Internal factors include:

  • Growing volumes of data managed across siloed systems.
  • Handling of tasks including data backup and recovery, which is the process of duplicating and storing data securely and restoring it should the original be lost or damaged. While backup focuses on maximizing a recovery point objective (RPO), recovery aims to minimize a recovery time objective (RTO). RPO indicates the acceptable amount of data loss during a disruption, based on the frequency of data backups or replication. Since RTO measures the time for systems, processes, or operations to recover after a disruption, the lower the RTO, the better.
  • Disaster recovery (DR) planning is the process of putting in place a plan for restoring access to applications and data, along with IT infrastructure functionality after a disruptive event.
  • Lack of internal security protocols. Managing administrative credentials and securing the ability to make unilateral decisions are risks that organizations need to address to avoid the effects of human error or a disgruntled employee.

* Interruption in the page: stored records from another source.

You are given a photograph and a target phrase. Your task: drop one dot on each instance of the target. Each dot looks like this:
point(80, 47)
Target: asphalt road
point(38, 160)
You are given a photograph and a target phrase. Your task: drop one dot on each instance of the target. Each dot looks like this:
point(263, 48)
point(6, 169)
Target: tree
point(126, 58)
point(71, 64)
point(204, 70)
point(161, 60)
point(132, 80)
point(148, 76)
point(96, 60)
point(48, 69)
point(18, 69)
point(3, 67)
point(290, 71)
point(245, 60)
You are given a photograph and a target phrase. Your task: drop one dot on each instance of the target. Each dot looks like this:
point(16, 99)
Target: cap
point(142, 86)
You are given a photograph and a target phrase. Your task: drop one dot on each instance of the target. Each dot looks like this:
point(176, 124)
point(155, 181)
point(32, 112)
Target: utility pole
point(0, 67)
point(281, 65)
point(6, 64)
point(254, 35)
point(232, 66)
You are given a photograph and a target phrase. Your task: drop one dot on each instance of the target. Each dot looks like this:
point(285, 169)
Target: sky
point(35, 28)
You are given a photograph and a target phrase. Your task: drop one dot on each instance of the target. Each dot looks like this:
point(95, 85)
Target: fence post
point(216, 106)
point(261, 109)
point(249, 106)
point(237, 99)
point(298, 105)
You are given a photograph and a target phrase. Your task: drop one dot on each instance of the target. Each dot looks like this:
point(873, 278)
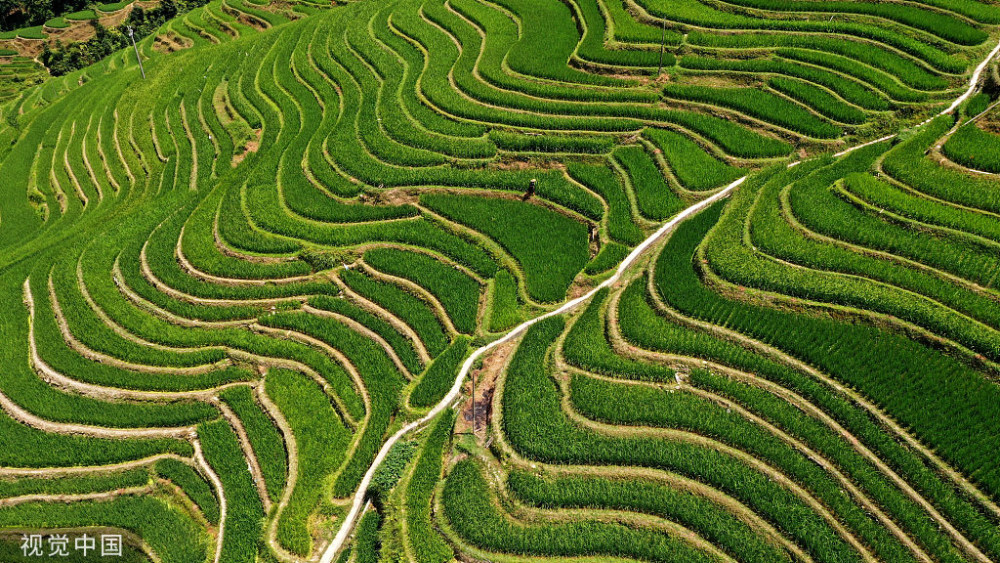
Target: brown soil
point(170, 42)
point(486, 382)
point(521, 164)
point(253, 145)
point(397, 196)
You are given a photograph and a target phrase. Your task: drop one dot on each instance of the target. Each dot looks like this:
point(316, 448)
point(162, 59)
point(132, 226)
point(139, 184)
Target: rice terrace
point(512, 281)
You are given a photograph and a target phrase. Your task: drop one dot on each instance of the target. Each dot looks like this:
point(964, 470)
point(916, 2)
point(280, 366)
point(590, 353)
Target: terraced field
point(424, 280)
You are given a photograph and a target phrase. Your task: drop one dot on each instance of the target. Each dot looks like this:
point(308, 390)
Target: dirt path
point(206, 469)
point(359, 497)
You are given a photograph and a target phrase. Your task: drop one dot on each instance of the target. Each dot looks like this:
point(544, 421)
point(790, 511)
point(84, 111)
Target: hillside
point(279, 299)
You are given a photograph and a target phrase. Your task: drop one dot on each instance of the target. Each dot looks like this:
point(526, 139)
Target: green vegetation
point(251, 264)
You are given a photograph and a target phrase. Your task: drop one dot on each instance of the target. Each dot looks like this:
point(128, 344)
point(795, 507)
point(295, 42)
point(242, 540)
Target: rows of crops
point(226, 284)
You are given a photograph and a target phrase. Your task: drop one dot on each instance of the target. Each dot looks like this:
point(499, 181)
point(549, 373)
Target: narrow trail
point(199, 458)
point(359, 497)
point(358, 502)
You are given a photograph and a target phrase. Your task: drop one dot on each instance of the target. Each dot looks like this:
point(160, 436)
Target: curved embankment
point(358, 500)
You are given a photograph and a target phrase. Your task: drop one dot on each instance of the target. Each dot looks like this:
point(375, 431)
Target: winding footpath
point(358, 502)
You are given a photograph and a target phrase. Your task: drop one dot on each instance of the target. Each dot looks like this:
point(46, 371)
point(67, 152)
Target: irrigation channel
point(358, 502)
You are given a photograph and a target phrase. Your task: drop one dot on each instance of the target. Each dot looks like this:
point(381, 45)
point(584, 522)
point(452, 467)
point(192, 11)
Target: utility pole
point(663, 40)
point(137, 57)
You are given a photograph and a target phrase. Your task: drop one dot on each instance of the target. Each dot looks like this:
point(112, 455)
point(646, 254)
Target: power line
point(137, 57)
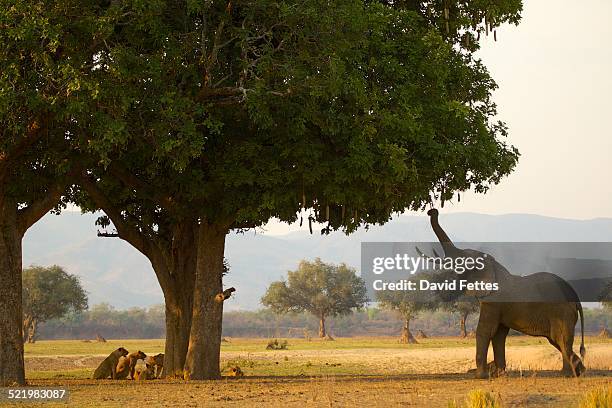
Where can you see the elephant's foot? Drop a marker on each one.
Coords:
(568, 372)
(482, 374)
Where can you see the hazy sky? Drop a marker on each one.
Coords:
(554, 72)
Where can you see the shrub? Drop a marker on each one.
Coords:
(597, 398)
(277, 345)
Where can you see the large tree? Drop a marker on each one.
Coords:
(220, 115)
(49, 293)
(325, 290)
(41, 81)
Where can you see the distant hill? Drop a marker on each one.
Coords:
(113, 272)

An external factor as well as failure to adequately address internal factors can disrupt the ability of an organization’s systems to process business data. Likewise, a successful cyberattack could result in sensitive or confidential data being compromised.

What’s the biggest threat to data resilience?

Lack of preparedness to deal with disruptions—both those caused by external factors such as power outages and cyberattacks as well as those sparked by internal changes such as human error during system patching—is the biggest threat to data resiliency. Although no organization can prevent every mishap or outside threat from occurring, every organization needs a strategy that prepares them for potential disruptive scenarios, including how to best respond and recover from them.

What is the difference between data resilience vs cyber resilience?

The most successful organizations in the digital era focus on three types of resilience:

  • Business resilience — Responding to and adapting rapidly to disruptions or major changes that put their operations, people, corporate assets, reputation, brand, or revenue at risk
  • Data resilience — Ensuring data availability, integrity, and accessibility in spite of unanticipated events, disruptions, or failures
  • Cyber resilience — Withstanding and recovering quickly from cyberattacks

Though these three forms of resiliency are closely related, data resilience is foundational to both business resilience and cyber resilience. While cyber resilience focuses primarily on recovering from and operating despite cyberattacks, data resilience is about doing the same in the face of any disruption, whether caused by ransomware, a natural disaster, human error, or other catalyst. As such, a robust data resilience strategy is part of an effective cyber resilience strategy.

Cohesity and data resilience

As organizations of all sizes and industries manage more data in multiple workloads, on-prem, multicloud, and edge deployments, and interact with more third parties than ever before, they must contend with ever-evolving cyber threats that can threaten data resilience.

To better safeguard their sensitive information, organizations are moving to modern data security and data management platforms that reduce operational risk. Solutions such as Cohesity Data Cloud feature Zero Trust data security, AI-powered anomaly detection and insights, and other data resiliency capabilities to support the wide range of workloads common in large enterprises today.

To progress on your data resiliency journey, Cohesity recommends this step-by-step plan of action:

  • Determine desired outcomes for data resilience, such as levels of RPOs and RTOs.
  • Prioritize desired workloads and use cases for data resilience in a roadmap.
  • Compare the ROI and TCO of a modern data platform to your current solution, with a focus on data protection efficiency, operational efficiency, and risk and compliance.
  • Select and deploy your chosen solution, then execute the roadmap from the prior step.